The Schwinn Breeze Smart Start Bike has some pretty neat features. First, the seat can be adjusted without any tools. It’s a simple pressure switch that I can adjust up and down as Peyton feels is needed. Currently, Peyton likes her seat at the lowest setting so she can easily touch the ground.
One thing I really like is the steel frame. Peyton is not the most coordinated child and I think having a strong solid frame is going to help keep her safe while learning to ride her bike again this summer.
There are two options for breaks. Front and back operated on separate hand controls. These are going to be an adjustment for Peyton as her last bike didn’t have hand breaks.
The Smart Start Bike is made to fit a child’s body. With narrower pedal positions that match a child’s hips, it makes it easier for a child to pedal and keep their balance. It also helps kid give a stronger push or pedal so they can really get going! The handles are smaller because a child’s hand are smaller. This lets kids get a good grip and feel confident while riding. The whole bike is made with a child’s body size in mind to help make them feel comfortable and gain confidence.
Make Sure the Bike Tires are Properly Inflated
This one is important. Well, all these tips are important. If the bike tires are under filled your child will have a bumpy, uncomfortable ride. If the tires are filled properly they will experience a smoother ride that may feel more like gliding. It’ll make a big difference in helping build their confidence if those tires are filled correctly.
Give your child lots and lots of praise. Even if they only get the bike to stay upright for a few second that’s still a big accomplishment! With praise comes more confidence and with confidence comes a better bike rider!
This is not something you are going to be able to teach your child in a day. It may take several days, weeks or even months for your child to master riding a bike. Be prepared to run behind your child, holding on to the seat of the bike. If your child feels supported and safe they’ll learn better. They won’t be stressed. I also suggest bringing a first aid kit. More likely than not, you will experience some skinned knees, road burn on the hands and a few scraps and scratches as your child masters this new skill.

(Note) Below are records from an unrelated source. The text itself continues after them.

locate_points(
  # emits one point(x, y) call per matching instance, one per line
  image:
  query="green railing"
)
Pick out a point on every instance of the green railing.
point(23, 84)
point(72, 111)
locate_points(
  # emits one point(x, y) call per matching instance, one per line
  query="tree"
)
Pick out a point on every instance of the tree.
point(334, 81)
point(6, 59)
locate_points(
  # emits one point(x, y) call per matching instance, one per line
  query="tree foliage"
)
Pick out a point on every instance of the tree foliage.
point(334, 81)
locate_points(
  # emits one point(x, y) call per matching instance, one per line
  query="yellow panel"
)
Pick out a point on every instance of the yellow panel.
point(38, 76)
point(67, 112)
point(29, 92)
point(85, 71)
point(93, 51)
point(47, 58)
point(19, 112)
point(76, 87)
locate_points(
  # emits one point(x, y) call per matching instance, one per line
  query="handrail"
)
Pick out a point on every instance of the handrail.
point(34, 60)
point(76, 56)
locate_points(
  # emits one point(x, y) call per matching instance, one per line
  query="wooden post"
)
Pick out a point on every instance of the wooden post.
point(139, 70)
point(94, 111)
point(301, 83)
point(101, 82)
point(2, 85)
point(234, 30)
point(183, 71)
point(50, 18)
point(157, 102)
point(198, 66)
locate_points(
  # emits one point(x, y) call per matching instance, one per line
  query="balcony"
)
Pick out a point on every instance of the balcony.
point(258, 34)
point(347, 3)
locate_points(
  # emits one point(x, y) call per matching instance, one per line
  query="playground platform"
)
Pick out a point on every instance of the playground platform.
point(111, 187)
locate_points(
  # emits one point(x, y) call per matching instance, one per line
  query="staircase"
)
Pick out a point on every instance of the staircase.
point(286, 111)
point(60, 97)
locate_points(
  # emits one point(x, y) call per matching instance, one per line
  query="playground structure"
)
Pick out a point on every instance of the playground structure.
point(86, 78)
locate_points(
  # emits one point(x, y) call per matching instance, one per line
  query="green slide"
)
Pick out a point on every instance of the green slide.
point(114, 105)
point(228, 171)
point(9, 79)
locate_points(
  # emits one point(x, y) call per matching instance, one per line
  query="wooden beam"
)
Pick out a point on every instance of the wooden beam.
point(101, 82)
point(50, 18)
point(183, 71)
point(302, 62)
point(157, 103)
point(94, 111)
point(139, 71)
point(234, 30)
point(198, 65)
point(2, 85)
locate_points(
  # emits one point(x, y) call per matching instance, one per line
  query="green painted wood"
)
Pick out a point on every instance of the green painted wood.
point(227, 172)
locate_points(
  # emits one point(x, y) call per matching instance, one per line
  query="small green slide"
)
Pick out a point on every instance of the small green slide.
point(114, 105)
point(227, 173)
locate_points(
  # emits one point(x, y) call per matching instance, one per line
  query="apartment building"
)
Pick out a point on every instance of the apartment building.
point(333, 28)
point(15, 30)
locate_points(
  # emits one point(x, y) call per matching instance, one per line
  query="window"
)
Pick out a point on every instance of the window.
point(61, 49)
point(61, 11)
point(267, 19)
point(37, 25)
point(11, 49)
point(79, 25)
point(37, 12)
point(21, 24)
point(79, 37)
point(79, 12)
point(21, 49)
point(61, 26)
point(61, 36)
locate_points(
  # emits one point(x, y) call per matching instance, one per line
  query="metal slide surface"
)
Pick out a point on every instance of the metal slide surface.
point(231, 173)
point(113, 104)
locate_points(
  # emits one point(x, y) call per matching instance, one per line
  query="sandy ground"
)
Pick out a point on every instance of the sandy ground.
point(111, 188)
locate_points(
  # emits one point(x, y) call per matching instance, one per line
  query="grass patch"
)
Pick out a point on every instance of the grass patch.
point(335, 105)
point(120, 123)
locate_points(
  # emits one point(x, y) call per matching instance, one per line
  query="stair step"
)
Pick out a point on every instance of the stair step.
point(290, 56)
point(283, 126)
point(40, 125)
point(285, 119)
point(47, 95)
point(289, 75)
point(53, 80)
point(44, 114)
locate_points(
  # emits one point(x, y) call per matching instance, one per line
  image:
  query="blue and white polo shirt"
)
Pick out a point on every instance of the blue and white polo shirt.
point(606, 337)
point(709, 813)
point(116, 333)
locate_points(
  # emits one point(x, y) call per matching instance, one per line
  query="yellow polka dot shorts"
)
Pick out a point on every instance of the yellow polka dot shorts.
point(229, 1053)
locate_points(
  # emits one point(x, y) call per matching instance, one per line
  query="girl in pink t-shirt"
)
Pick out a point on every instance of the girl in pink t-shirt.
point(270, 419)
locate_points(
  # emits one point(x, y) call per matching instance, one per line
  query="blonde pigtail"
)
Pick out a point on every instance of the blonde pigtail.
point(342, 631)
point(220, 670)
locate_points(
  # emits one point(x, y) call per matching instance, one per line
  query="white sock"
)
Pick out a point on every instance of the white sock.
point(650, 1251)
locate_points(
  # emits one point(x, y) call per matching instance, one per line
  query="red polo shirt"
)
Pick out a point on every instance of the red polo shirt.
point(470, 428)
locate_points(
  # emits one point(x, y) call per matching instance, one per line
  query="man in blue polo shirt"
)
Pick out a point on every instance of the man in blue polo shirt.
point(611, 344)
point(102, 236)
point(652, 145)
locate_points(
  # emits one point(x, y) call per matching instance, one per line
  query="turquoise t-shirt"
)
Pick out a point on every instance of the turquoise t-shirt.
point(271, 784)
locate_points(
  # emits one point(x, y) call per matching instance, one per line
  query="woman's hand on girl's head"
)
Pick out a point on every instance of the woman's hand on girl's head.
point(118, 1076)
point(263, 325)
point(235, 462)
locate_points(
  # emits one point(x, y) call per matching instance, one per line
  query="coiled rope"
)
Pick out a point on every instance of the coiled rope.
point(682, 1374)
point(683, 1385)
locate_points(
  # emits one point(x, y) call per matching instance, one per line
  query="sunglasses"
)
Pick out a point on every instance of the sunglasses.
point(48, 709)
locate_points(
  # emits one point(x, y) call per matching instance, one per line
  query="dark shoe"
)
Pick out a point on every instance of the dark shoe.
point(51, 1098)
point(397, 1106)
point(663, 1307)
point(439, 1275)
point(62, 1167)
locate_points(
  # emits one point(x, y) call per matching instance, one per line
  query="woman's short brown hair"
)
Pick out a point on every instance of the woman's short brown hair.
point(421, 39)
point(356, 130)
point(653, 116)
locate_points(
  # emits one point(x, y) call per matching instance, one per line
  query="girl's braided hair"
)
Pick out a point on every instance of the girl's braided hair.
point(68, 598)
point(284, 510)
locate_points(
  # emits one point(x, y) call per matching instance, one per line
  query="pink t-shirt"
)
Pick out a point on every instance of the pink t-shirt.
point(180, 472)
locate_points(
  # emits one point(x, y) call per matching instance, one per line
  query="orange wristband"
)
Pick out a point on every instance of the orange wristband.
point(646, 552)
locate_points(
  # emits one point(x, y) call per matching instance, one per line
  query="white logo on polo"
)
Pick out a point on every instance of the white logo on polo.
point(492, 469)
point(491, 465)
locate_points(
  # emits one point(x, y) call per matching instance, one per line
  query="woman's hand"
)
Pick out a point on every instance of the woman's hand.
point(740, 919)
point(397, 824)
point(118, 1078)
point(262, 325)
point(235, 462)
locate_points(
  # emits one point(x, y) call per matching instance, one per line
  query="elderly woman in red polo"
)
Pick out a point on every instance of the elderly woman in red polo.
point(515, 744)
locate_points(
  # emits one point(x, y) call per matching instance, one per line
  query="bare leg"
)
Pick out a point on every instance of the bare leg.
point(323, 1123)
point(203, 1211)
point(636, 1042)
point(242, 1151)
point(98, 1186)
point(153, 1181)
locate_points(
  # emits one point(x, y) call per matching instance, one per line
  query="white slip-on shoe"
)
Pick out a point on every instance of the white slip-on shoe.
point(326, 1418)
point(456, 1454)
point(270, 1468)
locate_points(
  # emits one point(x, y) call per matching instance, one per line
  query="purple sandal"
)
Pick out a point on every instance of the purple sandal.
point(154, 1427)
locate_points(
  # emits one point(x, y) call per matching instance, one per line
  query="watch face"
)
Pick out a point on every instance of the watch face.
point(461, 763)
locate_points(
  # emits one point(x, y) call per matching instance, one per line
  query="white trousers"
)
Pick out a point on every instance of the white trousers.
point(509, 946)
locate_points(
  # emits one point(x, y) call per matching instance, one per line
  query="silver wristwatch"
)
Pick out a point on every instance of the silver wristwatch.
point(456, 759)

Picking out the right bike helmet is extremely important. Your child is going to fall during this experience and you want to protect their heads. I took Peyton to our local store and let her pick out a helmet she loved and that fit her head. She picked out a rainbow colored unicorn helmet, I’m not sure if I would’ve gone with that combo but it makes her happy. It fits her head and is going to protect her when she falls, the bottom line that’s what really matters to me. Plus now I can easily find her from a distance. She’s the only child with rainbow unicorn helmet with a horn!
These are just a few tips on helping your child learn how to ride a bike. Each kid learns differently and at a different pace. Just keep taking your child out and letting them try to ride and it’ll click. It’s just like learning to read. You practice and practice and then one day it all clicks and your child is reading all on their own.
Since May is national bike month, we’ll be sharing a few article on bike riding and Peyton’s experience with her new Schwinn Smart Start bike. Be sure to keep your eyes out for updates on Peyton’s progress. My goal is to have her cruising around the neighborhood by the end of the month so we can start taking mother-daughter bike rides!